Please tell me what you think of Ralcorp Holdings Inc. I bought 130 shares in May 2007 at $66, and they just keep going down. I also own Goldman Sachs Large-Company Growth-B Fund. I bought it eight years ago and my $10,000 investment is worth $8,043. Please tell me what I should do with it. I also own Alliance Global Fund and Templeton Foreign Fund. Please advise me on these two mutual funds, too.

R.R., Jonesboro, Ark.

Dear R.R.:

Four brokerages on Wall Street have a “strong buy” on Ralcorp Holdings Inc. (RAH-$60.36). Last year, RAH was highly regarded by Lehman Bros., JPMorgan Chase & Co., Credit Suisse Group, AG Edwards & Sons Inc. and quite a few other semi-respected stock brokerage firms.

RAH is a producer of private-label breakfast cereals, crackers, cookies, snacks, jams, syrups, salad dressing, sauces, frozen griddle products and frozen pre-baked products, and the most delectable, delightful, delicious and piquant edibles I’ve had the pleasure of sampling. They are sold under names like Nutcracker, Carriage House, Bakery Chef, Bremner, Bloomfield and, of course, Ralston Foods.

A large portion of RAH’s $2.6 billion in revenues is derived from products it makes for large grocers under the Kroger, Publix, Safeway and Weiss labels. RAH has had a stellar record of revenue and earnings growth for more than a decade, and earnings for 2008 should come in at $3.40 a share. But profit margins, which were 5.7 percent in 1998, have been trending steadily south to 3.6 percent this year.

However, RAH’s recent $2.6 billion purchase of Post cereals should improve operating margins, because the synergies were too impossibly good to pass up.

RAH is a small-cap company with 26 million shares outstanding. Its 16 percent return on shareholders’ equity is superb, cash flow continues to be strong, and long-term debt continues to decline.

I really like RAH. However, rising commodity prices are taking a big bite from margins, and packaging costs have risen through the roof. Management has increased prices, which has hurt revenues, and there seems to be little relief in sight. Though RAH trades at just 16 times its value, I reluctantly suggest you sell your 130 shares.

RAH doesn’t pay a dividend, and a six-month, 4.25 percent certificate of deposit will give you some decent income with absolute safety.
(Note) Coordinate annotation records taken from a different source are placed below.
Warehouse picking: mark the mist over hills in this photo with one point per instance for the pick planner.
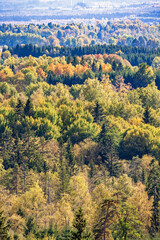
(29, 10)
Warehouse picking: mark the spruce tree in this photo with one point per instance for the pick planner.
(4, 228)
(153, 189)
(70, 158)
(79, 223)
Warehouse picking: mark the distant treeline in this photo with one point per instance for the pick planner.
(135, 55)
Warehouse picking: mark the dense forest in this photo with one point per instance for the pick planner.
(116, 32)
(79, 147)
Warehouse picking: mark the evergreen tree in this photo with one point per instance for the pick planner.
(79, 223)
(69, 59)
(28, 109)
(30, 226)
(4, 228)
(146, 116)
(70, 157)
(75, 61)
(98, 113)
(107, 215)
(153, 189)
(108, 150)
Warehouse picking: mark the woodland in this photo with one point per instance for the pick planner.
(80, 140)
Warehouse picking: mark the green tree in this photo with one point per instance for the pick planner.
(128, 226)
(4, 228)
(106, 217)
(153, 189)
(79, 223)
(108, 150)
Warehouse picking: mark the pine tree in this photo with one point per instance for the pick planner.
(146, 116)
(98, 113)
(153, 189)
(70, 158)
(28, 109)
(75, 60)
(82, 62)
(107, 215)
(30, 226)
(108, 150)
(69, 59)
(4, 228)
(79, 223)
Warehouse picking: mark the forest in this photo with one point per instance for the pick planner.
(117, 32)
(79, 146)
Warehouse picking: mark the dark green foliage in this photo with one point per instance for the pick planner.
(30, 226)
(70, 158)
(98, 113)
(128, 226)
(146, 117)
(28, 109)
(108, 150)
(79, 223)
(135, 55)
(107, 215)
(4, 228)
(136, 171)
(153, 189)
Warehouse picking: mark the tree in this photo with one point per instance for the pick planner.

Goldman Sachs Structured Large-Company Growth Fund is a $1.9 billion open-end mistake with a 5 percent deferred sales charge that went public in May 1997. Since then, this two-star abomination has posted an unforgivable 10-year average return of minus 1.08 percent.

Since the initial public offering, Goldman Sachs has euchred nearly $2,000 of management costs from thousands of fools who got suckered by the magic Goldman name and invested $10,000.

I used to know Guy Levy, the late senior partner of Goldman, and enjoyed visits with Gus and his wife at their New York penthouse during the late 1960s and early ’70s. Gus had many friends because his business ethics were honorable; he was kind and cared for his people and Goldman’s clients.

Gus measured Goldman’s success by its contributions to the world community, not by the size of its bank accounts. That’s not the Goldman Sachs culture now. If Gus were alive today, he’d turn over in his grave.

Sell that Goldman mutual fund plus your two foreign funds now. Most foreign funds have posted low, negative, double-digit returns this year and might repeat that performance next year and possibly in 2010.